Jason Spencer (Editor) September 25, 2011 at 08:24 PM
Hello Megan: Thanks for responding! As a (fairly) recent transplant to Northern Virginia, I know I'd be interested to read your thoughts on Virginia's FOIA and local law enforcement. As a journalist, I've found it extremely difficult to get basic questions answered about criminal incidents -- which has been frustrating, to say the least. To my understanding, law enforcement leaders rallied in Richmond in recent years to kill a bill that would've brought some sunshine to their records -- which is bizarre, because incident reports and, in general, more detailed information about criminal activity is available in so many other states!
Megan Rhyne September 25, 2011 at 11:46 PM
Jason - There have been two bills that would have opened up closed investigative records in Virginia. Both died, but both led to study committees of the FOIA Council. The next one meets on Oct. 12 and will be discussing a draft rewrite of the criminal records section proposed by the Virginia Press Association. Go to the Council website for links to the draft, as well as to VCOG's 50-state round-up of access to police records. (scroll to the bottom) http://foiacouncil.dls.virginia.gov/subcom_mtgs/2011/subcom11.htm
m.tracy September 26, 2011 at 12:03 AM
with respect to jason's last comment, you are on to something that concerns a great many people. there is a local group that has been trying to get the Board of Supervisors to set up a citizens oversight group of the police.--tThe vast majority of cities and counties with similar populations already have such groups, but the Fairfax Board has made clear that they don't want to deal with facts-- and have done their best to bury this issue.. if you are interested, you should contact nick beltrante, the organizer of that group , and attend their next meeting. ( virginia citizens coalition for police accountability.) (don't know which district you live in, but the meeting will be in the mt. vernon district). The ccpa website is less than perfect, but i if you contact them they can give you info and directions, and i'm sure they will welcome you interest. (and it's nice to see that newcomers are concerned about this issue-- it's simply incomprehensible that our liberal-leaning elected officials are so adamantly opposed to transparency, and sad that more local residents don't realize what's going on. .
Megan Rhyne September 26, 2011 at 12:20 AM
I've been in contact with Mr.
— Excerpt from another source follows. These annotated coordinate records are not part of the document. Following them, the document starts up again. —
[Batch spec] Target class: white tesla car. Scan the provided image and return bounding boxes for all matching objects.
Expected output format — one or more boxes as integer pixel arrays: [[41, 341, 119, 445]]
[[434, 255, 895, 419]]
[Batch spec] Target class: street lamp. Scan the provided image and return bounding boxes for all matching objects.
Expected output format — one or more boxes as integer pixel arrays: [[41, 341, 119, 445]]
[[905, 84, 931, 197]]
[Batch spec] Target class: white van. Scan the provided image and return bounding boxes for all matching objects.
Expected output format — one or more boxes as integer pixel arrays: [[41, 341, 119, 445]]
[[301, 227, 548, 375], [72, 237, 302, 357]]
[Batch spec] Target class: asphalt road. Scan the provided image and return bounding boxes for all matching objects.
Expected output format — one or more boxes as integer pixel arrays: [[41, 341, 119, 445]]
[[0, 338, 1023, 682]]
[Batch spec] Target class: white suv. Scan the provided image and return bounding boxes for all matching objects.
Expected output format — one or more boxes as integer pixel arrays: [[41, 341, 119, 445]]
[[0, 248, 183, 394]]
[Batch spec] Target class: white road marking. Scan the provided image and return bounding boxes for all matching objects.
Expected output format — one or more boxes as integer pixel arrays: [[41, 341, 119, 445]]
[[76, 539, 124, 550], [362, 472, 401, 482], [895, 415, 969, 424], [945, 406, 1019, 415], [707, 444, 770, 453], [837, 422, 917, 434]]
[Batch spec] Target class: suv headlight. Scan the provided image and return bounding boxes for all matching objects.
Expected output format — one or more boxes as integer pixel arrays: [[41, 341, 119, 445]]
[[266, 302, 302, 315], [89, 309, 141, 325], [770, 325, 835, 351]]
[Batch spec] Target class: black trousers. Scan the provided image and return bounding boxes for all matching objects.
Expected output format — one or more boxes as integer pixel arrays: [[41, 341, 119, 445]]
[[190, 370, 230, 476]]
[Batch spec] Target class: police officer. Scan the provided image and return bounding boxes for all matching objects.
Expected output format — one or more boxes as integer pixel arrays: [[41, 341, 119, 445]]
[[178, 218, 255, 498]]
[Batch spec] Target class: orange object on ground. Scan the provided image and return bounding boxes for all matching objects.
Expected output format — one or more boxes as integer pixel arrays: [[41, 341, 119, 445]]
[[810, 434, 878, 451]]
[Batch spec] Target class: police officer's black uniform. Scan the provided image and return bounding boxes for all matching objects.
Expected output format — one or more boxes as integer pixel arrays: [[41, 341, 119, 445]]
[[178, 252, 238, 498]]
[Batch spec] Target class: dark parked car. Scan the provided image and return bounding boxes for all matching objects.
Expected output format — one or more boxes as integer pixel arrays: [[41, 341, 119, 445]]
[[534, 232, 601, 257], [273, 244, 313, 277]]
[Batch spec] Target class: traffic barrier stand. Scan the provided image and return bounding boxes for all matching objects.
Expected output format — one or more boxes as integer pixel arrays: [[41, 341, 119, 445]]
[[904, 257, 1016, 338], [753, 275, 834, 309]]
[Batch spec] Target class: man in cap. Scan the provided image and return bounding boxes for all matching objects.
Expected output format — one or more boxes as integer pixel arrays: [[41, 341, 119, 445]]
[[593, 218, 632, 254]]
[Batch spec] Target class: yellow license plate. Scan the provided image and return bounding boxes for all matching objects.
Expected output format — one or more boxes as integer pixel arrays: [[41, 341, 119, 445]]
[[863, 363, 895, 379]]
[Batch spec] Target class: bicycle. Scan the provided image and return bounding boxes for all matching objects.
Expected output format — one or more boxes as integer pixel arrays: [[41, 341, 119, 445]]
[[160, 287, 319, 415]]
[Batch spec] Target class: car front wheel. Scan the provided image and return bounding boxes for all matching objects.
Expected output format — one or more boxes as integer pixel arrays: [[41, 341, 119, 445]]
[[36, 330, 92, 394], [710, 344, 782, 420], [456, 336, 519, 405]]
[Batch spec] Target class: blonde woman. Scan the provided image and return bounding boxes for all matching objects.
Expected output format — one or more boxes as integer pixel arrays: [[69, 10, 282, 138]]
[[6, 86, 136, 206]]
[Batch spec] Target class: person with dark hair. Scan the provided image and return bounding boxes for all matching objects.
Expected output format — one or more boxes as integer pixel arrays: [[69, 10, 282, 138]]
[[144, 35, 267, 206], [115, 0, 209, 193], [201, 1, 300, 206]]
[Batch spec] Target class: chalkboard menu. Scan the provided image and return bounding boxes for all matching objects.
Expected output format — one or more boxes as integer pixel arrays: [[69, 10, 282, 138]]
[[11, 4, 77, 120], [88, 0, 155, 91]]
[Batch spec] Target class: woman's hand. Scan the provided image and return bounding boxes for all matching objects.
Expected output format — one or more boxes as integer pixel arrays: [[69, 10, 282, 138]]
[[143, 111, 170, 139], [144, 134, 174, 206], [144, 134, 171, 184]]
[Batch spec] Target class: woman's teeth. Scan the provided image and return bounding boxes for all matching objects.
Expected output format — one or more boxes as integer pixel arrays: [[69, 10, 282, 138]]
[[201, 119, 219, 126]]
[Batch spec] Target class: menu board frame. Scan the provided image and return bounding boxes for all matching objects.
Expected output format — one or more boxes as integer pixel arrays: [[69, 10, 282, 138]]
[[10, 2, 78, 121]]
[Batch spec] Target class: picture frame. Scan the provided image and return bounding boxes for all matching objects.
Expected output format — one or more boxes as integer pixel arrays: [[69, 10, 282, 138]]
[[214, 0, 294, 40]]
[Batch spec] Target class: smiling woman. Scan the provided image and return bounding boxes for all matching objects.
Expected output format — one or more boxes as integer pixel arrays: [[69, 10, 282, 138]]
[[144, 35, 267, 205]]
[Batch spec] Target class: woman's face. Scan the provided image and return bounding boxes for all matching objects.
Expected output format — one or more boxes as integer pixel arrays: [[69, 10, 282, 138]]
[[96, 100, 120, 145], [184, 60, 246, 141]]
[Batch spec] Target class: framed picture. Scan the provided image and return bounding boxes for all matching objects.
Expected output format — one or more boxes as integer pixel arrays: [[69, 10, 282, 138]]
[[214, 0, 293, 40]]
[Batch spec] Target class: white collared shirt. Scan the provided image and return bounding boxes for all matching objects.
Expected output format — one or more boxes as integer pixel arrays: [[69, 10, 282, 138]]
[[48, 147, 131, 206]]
Beltrante and know about the work of the CCPA. Good stuff that citizen involvement! As mentioned, though, I'm in Williamsburg so I won't be at the meetings.
Kevin G. September 26, 2011 at 12:25 AM
Some of the suggested revisions were ridiculous. Glad they got axed. We don't "need" to know everything about everyone.
L Renee Walker February 12, 2012 at 11:22 PM
I would love to see a Citizens Review Board for the 15th District, it is well over due. The amount of backdoor corruption that is going on in this area is mind-boggling at best. What really baffles me is that the FEDS have not stepped in and cleaned these people out. From Stafford, Fredericksburg, Spotsylvania, King George, Orange, Culpepper and surrounding areas. The Law Enforcement, Judges, Commonwealth Attorney's and Court Systems are out of control. When the Citizens have proof of the injustice and corruption and no one is doing anything to stop it there is a major problem.